In the car I glanced in the review mirror at my two sleeping boys… and an ache started low in my stomach and steadily rose to my chest and then my throat. I realized it was because I was looking for a third car seat. There should be three. I feel selfish. I know women beg God on their hands and knees for just one precious babe. I am so thankful and filled with love and gratitude for our family. And still I can’t help it. The pain is there. I’m not sure it will ever go away. It starts from somewhere deep. Somewhere I didn’t even know existed. The feeling washes over me in an instant and I can barely breath. And then the intensity of the feeling subsides.

Ezra was a twin. Twins do not run on either side of our families. When we went for our appointment I felt different. I’d been having dreams. I was growing much quicker than I did with Henry. I expected something other than an uncomplicated pregnancy. I knew. Just like I knew Henry was a boy. I knew. Our first ultrasound… and I saw. I know enough through my nursing career to be able to get the overall picture of most imaging results without a doctor explaining it to me (ultrasound, CT, MRI, and X-rays). I saw two babies. I only saw one move. The technician became quiet and kept rolling the probe over my tummy. James and Henry smiled. They didn’t know what they were looking at and I couldn’t speak. Then she said we’d need to do an internal scan too. And it was confirmed: a single strong heartbeat. The tech’s voice lifted an octave to convey excitement but her eyes did not smile. I knew. She handed us the printouts of our living baby and had attempted to crop out the one that didn’t make it. I’m sure it was a gesture meant to keep the pain at bay, but I still see him. He’s there, too. Joy mixed with grief in a way I didn’t know could happen.

We were taken to the little room. News broken in that room is never, “Here is your strong baby and here is your congratulations packet telling you the do’s and don’ts of pregnancy.” It’s always more than that. I didn’t want to be the one to speak first. I didn’t want to say it. There was nothing to do. They each had their own placenta. The deceased twin could not harm the surviving twin. He would just slowly be absorbed and disappear. There may be a little left by delivery but not much.
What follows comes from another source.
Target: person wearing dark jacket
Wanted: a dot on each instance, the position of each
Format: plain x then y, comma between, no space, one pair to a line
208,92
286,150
We were presented with so much news that day. We are carrying a strong baby! We had two. One didn’t make it. This was the appointment we were going to use to break the news. An ultrasound photo. We decided to not announce our pregnancy to anyone. We needed time to process. We wanted to know everything we could about Baby A’s (Ezra’s) health before announcing.

I was happy-sad for a while. I couldn’t shake the thought that he would have to continue to grow beside his dead brother. My heart ached for our family. I made myself push forward with joy because I was afraid the grief would affect our baby. Baby A. We started saying he was so strong because he absorbed all of his twin’s powers. He would be powerful. He is.

Many people would ask me in jest if I was having twins. I’m short. My babies have no where to go but to bump straight out from my tummy. I’d try to smile and say no. It would hurt. Sometimes if my hormones and mood was just right I’d become brazen and say yes. Yes, I was carrying twins but we lost one. I was carrying one live baby and one dead. No one thinks when they ask those questions. Any questions or jokes about a woman’s fertility should just remain unsaid. You never know if she has been struggling to try to have a family for years, or have had miscarriages, or what. One in four women have had a miscarriage.

I have an empty feeling. The feeling of loss. We should be a party of 5. Even if we have another child I don’t think that feeling will ever completely go away. It may lessen in intensity as I continue to come to terms with it all.

Today is miscarriage awareness day. My heart aches for anyone who has had to endure the news that the life they were growing within has faded and been taken back into Heaven. There is nothing I can say or do to lessen the pain for anyone, but I see you. I stand beside you. I’m with you.

One thought on “How do you deal with a loss?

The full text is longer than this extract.